GEZEGENİ KORUMA HEDEFİ VE EKONOMİK HEDEFLER
Marsh&McLennan ile Zürih Sigorta Grubu işbirliğiyle hazırlanan rapor, karar verici durumunda olanların gezegeni koruma hedeflerini ekonomik büyüme hedefleriyle birlikte ele almaları üzerinde önemle duruyor.
Gezegeni koruma ve ekonomik büyümenin el ele yürümesi gerektiğine yeni nesil ekonomistler de uzun bir süreden beri işaret ediyor.
Raporda, özel sektöre ise bilime dayalı verilere göre harekete geçerek, oluşabilecek yıkıcı risklerden kaçınmaları öneriliyor.
Dünya Ekonomik Forumu Yönetim Kurulu Başkanı Borge Brende’ye göre, dünyamız siyasette kutuplaşmadan iklim yangınlarına kadar çeşitli tehditlerle karşı karşıya.

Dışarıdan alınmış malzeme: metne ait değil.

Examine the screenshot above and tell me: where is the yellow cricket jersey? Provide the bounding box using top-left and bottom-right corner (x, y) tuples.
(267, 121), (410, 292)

Dolayısıyla 2020 yılı dünya liderleri için, işbirliklerini güçlendirmeyi, toplumların tüm kesimlerini kucaklamayı ön plana alacakları bir yıl olmalı.
Küresel Riskler 2020 Raporu, hem özel sektöre hem hükümetlere yol gösteriyor ancak gerçek hayatta işler çok farklı.
Örneğin Almanya bugünlerde Siemens’in Avustralya’daki yangınlara rağmen kömür madeni kontratını hayata geçirme kararını konuşuyor.
Paris İklim Anlaşmasını onayladığını ve 2030 yılına kadar sıfır karbon hedefine ulaşmayı planladığını açıklayan Siemens’in Yönetim Kurulu Başkanı ve CEO’su Joe Kaeser’in geçtiğimiz günlerde yaptığı açıklama Alman basınında manşetlerde.
Kaeser, Hintli Adani Grubu’nun Avustralya’daki kömür madeninin alt yapısını için 20 milyon dolarlık bir kontrat imzalayan Siemens’in projeden vazgeçmeyeceğini söylemişti.
Adani, Avustralya’da yangınlardan en fazla etkilenen Queensland eyaletinde, şimdiye kadar hiç insan eli değmemiş kömür madeninde 60 yıllık bir süre zarfında 2.3 milyar ton kömür çıkartmayı planlıyor.
Çıkarılacak kömür, tren yoluyla bir limana, oradan da Hindistan’a ihraç edilecek.
Dolayısıyla, Kaeser’ın açıklaması, Greta Thunberg başta tüm iklim aktivistlerini büyük hayal kırıklığına uğratmış durumda.